Linear Attention Large Language Models (LLMs) offer a compelling recurrent formulation that compresses context into a fixed-size state matrix, enabling constant-time inference. However, the internal dynamics of this compressed state remain largely opaque. In this work, we present a comprehensive study on the runtime state dynamics of state-of-the-art Linear Attention models. We uncover a fundamental phenomenon termed State Rank Stratification, characterized by a distinct spectral bifurcation among linear attention heads: while one group maintains an effective rank oscillating near zero, the other exhibits rapid growth that converges to an upper bound. Extensive experiments across diverse inference contexts reveal that these dynamics remain strikingly consistent, indicating that the identity of a head,whether low-rank or high-rank,is an intrinsic structural property acquired during pre-training, rather than a transient state dependent on the input data. Furthermore, our diagnostic probes reveal a surprising functional divergence: low-rank heads are indispensable for model reasoning, whereas high-rank heads exhibit significant redundancy. Leveraging this insight, we propose Joint Rank-Norm Pruning, a zero-shot strategy that achieves a 38.9\% reduction in KV-cache overhead while largely maintaining model accuracy.

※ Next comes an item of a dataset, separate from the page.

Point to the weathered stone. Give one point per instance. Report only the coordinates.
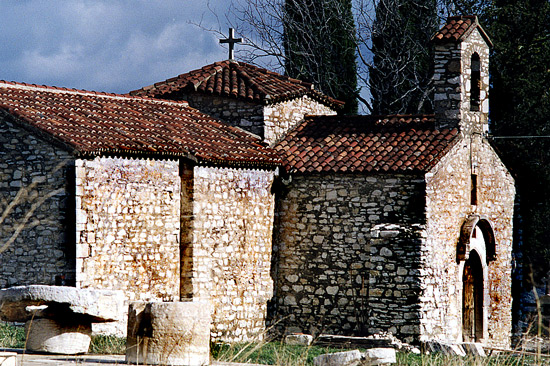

翻译：线性注意力大语言模型提供了一种引人注目的循环形式，它将上下文压缩到一个固定大小的状态矩阵中，从而实现了恒定时间推理。然而，这种压缩状态的内部动力学在很大程度上仍然是不透明的。在这项工作中，我们对最先进的线性注意力模型的运行时状态动力学进行了全面的研究。我们发现了一个称为"状态秩分层"的基本现象，其特征是线性注意力头之间出现明显的谱分叉：一组注意力头保持其有效秩在零附近振荡，而另一组则表现出快速增长并收敛到一个上界。在不同推理上下文下的大量实验表明，这些动力学特性惊人地一致，这表明一个注意力头是低秩还是高秩，是在预训练期间获得的内在结构属性，而不是依赖于输入数据的瞬态。此外，我们的诊断探针揭示了一个令人惊讶的功能分化：低秩头对于模型推理是不可或缺的，而高秩头则表现出显著的冗余性。利用这一见解，我们提出了联合秩-范数剪枝，这是一种零样本策略，在基本保持模型精度的同时，实现了KV缓存开销减少38.9%。